Racisme: le Maroc stigmatise ses migrants
Par Bahaa Trabelsi, journaliste et écrivaine
Casablanca, Rond point boulevard Ghandi, avenue Yacoub El Mansour, au feu rouge, de jeunes syriennes mendient, leurs enfants sur le dos, un passeport à la main.
Elles ont rapidement compris les us et coutumes locales. C’est aux feux rouges que cela se passe. Une femme leur crie de ne pas gêner la circulation, finit par les insulter hargneusement.
Un peu plus loin, sur le boulevard Ghandi, je m’arrête pour acheter du pain, et là c’est un subsaharien qui demande de l’aide à un couple de piétons quinquagénaires. L’homme commence par toiser le mendiant, puis réagit violemment, s’indigne et hurle à l’infortuné: «retourne chez toi azzi, vous nous avez envahi, retourne d’où tu viens, il n’y a pas de place pour toi ici».
Le jeune homme outré lui répond du tac au tac: «C’est ton roi Mohamed VI qui m’offre l’hospitalité». Je vous passe les détails scabreux de la suite de la conversation. La foule s’agglutine autour d’eux. Les avis sont partagés, mais hélas la majorité des personnes sont d’accord avec le xénophobe. Il est vrai que chez nous, il y a d’abord eu le régionalisme avec en toile de fond cette haine de l’autre, du fassi, du 3roubi, du chelh. Les noirs sont des azzi, des khadems, des hartanis. La haine des hommes de couleur vient de loin, du temps de l’esclavage. Mais aujourd’hui, en plus, le noir est un étranger, il vient d’ailleurs et déclenche de nouvelles phobies. Ce nouveau noir est « non musulman», «porteur du sida», «son pays est en guerre», ou je ne sais quel autre mal qui dérange.
Les médias ne sont pas innocents, ils ont alimenté ces représentations dangereuses.
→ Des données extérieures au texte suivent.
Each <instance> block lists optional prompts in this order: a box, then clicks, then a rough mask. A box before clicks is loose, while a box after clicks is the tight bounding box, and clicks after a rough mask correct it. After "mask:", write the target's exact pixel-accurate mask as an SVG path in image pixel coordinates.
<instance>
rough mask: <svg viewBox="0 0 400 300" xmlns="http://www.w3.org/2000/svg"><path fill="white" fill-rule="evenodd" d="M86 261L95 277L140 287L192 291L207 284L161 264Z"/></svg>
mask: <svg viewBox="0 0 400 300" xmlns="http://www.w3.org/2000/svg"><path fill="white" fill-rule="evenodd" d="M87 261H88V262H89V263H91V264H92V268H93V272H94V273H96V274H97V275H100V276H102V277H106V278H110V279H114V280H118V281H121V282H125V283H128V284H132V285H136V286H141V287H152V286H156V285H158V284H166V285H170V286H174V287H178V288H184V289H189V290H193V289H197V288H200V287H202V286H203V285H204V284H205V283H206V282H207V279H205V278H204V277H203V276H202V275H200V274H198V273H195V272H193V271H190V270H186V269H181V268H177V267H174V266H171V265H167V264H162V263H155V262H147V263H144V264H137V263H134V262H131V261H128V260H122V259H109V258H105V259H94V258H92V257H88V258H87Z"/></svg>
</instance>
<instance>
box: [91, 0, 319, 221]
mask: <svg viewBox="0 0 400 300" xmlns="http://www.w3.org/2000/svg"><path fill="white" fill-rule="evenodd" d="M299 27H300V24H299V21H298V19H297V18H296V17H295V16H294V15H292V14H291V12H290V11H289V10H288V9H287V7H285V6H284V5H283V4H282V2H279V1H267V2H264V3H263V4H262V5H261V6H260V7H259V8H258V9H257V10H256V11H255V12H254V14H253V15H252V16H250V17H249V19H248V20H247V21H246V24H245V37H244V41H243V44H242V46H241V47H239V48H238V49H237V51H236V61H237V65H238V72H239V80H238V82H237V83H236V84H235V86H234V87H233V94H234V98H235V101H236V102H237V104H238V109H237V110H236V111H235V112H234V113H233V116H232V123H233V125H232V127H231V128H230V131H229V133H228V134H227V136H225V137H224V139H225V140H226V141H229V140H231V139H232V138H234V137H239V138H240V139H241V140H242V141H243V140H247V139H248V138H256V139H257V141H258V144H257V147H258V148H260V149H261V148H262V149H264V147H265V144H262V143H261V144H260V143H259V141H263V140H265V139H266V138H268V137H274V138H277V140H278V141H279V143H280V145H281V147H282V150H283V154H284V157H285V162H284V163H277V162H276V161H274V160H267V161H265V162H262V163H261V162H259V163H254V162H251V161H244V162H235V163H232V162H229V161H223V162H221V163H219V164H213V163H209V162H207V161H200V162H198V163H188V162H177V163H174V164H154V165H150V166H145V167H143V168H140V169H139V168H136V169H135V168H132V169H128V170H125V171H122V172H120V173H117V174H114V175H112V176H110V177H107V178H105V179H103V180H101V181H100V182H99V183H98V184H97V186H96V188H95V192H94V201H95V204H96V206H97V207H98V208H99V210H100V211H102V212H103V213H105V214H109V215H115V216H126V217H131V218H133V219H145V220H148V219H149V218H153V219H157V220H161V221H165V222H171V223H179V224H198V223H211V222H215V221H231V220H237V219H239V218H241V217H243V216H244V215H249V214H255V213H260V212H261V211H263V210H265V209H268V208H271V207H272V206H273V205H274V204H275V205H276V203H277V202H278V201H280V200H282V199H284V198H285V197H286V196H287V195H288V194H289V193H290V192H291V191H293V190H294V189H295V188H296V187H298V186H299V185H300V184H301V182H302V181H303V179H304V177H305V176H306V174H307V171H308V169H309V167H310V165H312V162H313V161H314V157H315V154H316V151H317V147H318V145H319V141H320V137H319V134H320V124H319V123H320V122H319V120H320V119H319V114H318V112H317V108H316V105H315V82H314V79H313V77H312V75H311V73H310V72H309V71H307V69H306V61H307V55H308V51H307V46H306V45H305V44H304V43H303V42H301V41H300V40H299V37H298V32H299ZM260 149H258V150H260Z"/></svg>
Et le racisme est bien là, chez nous, au Maroc supposé être terre d’accueil et de métissage, qui vend à coup de publicité touristique son hospitalité légendaire. Je n’en reviens pas de cette violence et de ce manque d’empathie.
Les Marocains ont peur des différences et se cloitrent dans la haine de l’inconnu. Mais, dieu merci, les Marocains savent également se battre contre les discriminations et la bête immonde qu’est le racisme. A titre d’exemple, cette excellente initiative, celle entreprise par l’union des peuples maghrébins contre le racisme ordinaire. La première campagne maghrébine qui lutte contre les discriminations raciales.
Lancée le 21 mars dernier, Journée internationale pour l’élimination de la discrimination raciale, et organisée sous le slogan «Ni Oussif, ni azzi, baraka et yezzi», «Ni esclave, ni négro, stop, ça suffit», elle rassemble des activistes et des associations nationales du Maroc, de la Tunisie, d’Algérie et de Mauritanie. Cette campagne se compose de conférences, d’ateliers et d’événements artistiques.
Elle durera jusqu’au 20 juin. Etre raciste, c’est être reclus, séquestré dans ses préjugés et de ses peurs. C’est aussi manquer de sérénité par rapport à sa propre identité, avoir peur de l’entacher. C’est oublier que la richesse vient de la diversité et des différences. Et que ce sont ces différences qui alimentent les libertés et le progrès.